US Central Bank Raises Interest Rates by 25 Basis Points Despite Bank Crisis
The Federal Reserve on Wednesday raised interest rates by 25 basis points to a range of 4.75% to 5% in the United States despite the recent collapse witnessed in the banking sector.
Two notable banks, Silicon Valley Bank and Signature Bank collapsed this month as high-interest rates and other economic challenges created by growing uncertainty in the sector forced them out of business.
At the Federal Open Market Committee (FOMC) meeting held on Wednesday, Federal Reserve Chair Jerome Powell explained that the nation’s financial conditions seem to have tightened more than benchmark indexes are showing.
“The traditional indexes are focused a lot on rates and equities, and they don’t necessarily capture lending conditions,” Powell said when asked what financial situation would warrant an interest rate cut, especially if credit conditions were to further tighten.
If tighter lending conditions are sustained, Powell acknowledged that could easily have a significant macroeconomic impact which would be factored into the Fed’s policy decisions.

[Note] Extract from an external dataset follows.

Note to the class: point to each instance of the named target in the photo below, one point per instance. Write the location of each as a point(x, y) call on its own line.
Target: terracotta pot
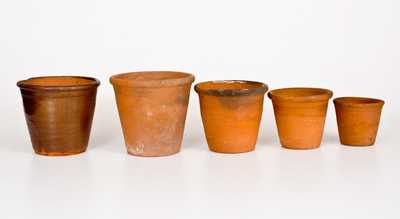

“The question for us though is how significant will that be and what would be the extent of it and what would be the duration of it,” he said, adding that “rate cuts are not in our base case.”
In Nigeria, the story is not different as the Central Bank of Nigeria (CBN) led monetary policy committee raised the benchmark interest rate by 50 basis points to 18% despite the plunge in economic activities, increase in the unemployment rate and the drop in earnings across the board.
According to the CBN, the decision was based on the nation’s rising inflation rate, economic uncertainty and challenges of increasing capital importation to the economy.
Also, the expected removal of fuel subsidy was one of the reasons given for the increase. The apex explained the increase in pump price by about 100% would further bolster the already heightened inflation rate if not checked.